The Mahabharata/Book 1: Adi Parva/Section X
Section X.
( Pauloma Parva continued. )
Sauti said:—"And Ruru on hearing those words replied, 'My wife, dear to me as life, was bit by a snake; upon which, I made, O snake, a dreadful vow, viz, that I would kill every snake that I might see. Therefore shall I smite thee and thou shalt be deprived of life.'
"And the Dundubha replied, 'O Brahmana, they are other snakes that bite man. It behoveth thee not to slay Dundubhas who are serpents only in name. Subject with other serpents to the same calamities but not sharing their good fortune, in woe the same but in joy different, the Dundubhas should not be slain by thee for thou canst judge between right and wrong.'"
Sauti continued:—"And the Rishi Ruru hearing these words of the serpent, and seeing that it was perplexed with fear besides being really of the Dundubha species, killed it not.

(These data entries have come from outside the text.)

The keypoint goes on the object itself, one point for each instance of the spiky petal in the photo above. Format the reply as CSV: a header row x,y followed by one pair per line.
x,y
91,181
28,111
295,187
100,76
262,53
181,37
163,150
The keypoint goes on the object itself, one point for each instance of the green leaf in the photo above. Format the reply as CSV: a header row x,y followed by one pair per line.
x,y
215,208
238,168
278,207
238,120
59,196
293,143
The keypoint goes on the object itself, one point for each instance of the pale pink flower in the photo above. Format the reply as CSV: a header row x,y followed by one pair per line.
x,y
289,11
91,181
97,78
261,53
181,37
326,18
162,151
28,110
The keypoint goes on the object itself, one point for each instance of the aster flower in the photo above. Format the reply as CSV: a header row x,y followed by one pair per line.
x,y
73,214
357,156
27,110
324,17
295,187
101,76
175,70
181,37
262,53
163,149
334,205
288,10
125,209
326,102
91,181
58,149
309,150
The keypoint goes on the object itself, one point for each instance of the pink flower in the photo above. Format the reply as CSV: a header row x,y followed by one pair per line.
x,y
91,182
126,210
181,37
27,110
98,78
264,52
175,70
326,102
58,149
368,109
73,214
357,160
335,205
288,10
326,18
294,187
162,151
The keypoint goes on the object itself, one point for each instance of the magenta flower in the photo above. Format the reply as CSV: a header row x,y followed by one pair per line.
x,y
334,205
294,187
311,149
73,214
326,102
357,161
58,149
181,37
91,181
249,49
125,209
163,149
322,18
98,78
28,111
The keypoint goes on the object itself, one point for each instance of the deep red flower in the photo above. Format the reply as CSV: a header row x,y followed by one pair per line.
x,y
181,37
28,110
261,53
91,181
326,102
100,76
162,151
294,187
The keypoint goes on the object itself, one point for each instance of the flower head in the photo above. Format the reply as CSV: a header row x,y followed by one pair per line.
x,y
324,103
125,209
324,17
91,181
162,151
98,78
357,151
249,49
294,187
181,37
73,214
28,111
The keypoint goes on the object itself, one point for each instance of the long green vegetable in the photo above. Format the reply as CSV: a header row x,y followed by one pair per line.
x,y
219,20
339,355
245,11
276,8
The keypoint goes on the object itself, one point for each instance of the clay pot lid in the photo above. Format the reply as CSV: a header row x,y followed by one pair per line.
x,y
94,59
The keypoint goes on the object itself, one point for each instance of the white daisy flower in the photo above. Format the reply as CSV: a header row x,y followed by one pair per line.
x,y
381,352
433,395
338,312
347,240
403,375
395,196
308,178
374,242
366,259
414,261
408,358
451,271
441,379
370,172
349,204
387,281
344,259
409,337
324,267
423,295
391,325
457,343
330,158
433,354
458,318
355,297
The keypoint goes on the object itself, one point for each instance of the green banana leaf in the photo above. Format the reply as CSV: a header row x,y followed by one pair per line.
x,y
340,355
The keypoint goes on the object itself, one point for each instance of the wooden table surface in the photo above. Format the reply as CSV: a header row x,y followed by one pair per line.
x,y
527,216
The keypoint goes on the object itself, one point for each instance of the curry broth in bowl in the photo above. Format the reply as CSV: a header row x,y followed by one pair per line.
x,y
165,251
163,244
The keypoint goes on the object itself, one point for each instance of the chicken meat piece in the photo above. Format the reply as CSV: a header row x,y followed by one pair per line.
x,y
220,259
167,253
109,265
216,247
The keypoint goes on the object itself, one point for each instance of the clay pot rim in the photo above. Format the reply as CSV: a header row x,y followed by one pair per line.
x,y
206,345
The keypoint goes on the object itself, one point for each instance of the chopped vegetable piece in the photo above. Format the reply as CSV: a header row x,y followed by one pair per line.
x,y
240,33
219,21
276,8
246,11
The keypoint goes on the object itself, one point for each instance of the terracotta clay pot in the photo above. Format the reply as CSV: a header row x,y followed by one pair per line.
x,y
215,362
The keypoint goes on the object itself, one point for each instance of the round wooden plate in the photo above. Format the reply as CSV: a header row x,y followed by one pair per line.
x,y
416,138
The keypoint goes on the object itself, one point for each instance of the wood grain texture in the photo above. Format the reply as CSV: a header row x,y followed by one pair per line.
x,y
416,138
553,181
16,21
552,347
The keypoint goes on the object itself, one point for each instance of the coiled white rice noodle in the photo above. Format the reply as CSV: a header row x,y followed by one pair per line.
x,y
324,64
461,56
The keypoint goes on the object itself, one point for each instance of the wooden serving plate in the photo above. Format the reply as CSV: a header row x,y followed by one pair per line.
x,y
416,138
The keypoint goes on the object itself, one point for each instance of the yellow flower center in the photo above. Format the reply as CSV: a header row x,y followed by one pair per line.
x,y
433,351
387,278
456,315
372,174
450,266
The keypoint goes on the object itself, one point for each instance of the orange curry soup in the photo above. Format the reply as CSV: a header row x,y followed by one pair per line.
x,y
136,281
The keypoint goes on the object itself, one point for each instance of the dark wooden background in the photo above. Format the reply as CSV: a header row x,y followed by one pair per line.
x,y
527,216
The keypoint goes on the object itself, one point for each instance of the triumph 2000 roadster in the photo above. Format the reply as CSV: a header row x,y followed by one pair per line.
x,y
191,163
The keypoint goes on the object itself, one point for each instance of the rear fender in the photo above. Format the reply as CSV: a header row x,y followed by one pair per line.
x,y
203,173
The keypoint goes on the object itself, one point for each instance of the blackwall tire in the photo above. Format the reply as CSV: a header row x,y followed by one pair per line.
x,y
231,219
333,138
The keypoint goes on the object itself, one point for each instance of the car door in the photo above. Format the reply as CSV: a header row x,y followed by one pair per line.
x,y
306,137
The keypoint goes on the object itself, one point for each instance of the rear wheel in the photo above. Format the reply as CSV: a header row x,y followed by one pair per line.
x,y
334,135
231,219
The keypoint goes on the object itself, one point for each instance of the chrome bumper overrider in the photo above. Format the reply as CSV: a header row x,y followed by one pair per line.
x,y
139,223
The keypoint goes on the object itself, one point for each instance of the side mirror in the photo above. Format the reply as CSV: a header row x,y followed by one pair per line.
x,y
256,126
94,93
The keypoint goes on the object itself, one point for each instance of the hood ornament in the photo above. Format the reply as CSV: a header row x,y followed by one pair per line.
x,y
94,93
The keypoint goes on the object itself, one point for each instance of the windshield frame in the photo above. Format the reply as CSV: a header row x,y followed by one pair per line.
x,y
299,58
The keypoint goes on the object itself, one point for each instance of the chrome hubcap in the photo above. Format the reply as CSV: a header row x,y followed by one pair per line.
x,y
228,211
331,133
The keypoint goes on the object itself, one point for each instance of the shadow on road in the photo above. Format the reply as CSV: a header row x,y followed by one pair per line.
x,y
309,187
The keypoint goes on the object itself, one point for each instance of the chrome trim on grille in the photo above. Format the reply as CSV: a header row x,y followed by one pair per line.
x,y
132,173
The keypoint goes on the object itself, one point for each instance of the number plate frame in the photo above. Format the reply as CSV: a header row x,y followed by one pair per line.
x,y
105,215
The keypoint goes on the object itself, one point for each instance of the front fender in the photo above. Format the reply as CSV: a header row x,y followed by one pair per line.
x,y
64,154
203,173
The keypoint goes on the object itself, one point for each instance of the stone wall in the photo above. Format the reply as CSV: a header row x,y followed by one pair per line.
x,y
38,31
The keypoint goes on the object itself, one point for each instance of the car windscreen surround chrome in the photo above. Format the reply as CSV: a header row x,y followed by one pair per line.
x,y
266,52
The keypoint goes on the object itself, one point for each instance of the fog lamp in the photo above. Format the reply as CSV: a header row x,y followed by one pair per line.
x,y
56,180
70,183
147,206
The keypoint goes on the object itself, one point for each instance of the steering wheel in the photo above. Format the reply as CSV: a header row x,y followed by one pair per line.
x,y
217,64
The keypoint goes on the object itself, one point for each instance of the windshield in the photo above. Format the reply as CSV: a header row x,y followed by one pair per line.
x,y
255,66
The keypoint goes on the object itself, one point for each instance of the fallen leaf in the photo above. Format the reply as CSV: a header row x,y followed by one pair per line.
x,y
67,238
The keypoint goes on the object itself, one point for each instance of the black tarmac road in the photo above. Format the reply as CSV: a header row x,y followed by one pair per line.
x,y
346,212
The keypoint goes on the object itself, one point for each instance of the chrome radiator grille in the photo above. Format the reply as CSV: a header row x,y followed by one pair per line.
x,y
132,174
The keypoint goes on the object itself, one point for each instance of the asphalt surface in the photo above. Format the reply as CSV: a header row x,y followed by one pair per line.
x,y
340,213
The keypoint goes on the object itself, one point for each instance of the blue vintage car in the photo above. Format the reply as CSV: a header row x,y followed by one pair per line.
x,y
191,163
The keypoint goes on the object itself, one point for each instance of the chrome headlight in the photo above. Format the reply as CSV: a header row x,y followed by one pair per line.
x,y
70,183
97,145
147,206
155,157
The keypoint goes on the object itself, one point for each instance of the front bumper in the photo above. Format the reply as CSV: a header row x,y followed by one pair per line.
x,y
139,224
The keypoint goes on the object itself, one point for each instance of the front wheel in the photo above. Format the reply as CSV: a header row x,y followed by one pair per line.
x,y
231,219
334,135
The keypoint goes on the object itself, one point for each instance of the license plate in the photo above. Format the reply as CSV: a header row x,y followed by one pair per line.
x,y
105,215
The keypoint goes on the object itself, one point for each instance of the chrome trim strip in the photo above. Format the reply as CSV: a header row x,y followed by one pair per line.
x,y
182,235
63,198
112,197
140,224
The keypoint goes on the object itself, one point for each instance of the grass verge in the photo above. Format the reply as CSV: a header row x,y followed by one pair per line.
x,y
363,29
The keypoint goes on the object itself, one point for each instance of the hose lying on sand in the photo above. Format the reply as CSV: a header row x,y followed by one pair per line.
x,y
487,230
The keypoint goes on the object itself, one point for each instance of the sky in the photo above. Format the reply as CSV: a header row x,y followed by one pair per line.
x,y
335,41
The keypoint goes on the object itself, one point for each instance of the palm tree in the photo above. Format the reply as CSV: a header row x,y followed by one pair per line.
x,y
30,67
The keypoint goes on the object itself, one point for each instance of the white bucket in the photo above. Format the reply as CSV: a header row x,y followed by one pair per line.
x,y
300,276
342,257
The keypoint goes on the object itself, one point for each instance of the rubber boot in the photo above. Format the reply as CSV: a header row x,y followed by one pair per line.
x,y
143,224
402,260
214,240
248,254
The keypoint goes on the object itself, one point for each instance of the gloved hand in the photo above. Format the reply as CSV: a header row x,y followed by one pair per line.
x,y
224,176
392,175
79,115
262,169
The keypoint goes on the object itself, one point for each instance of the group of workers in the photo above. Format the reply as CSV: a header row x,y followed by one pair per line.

And Ruru, the possessor of the six attributes, comforting the snake addressed it, saying, 'Tell me fully, O Snake, who art thou thus metamorphosed?' And the Dundubha replied, 'O Ruru! I was formerly a Rishi of name Sahasrapat. And it is by the curse of a Brahmana that I have been metamorphosed into a snake.' And Ruru asked, 'O thou best of Snakes, for what wast thou cursed by a Brahmana in wrath? And how long also shall thy form continue so?'"
And so ends the tenth Section of the Pauloma of the Adi Parva.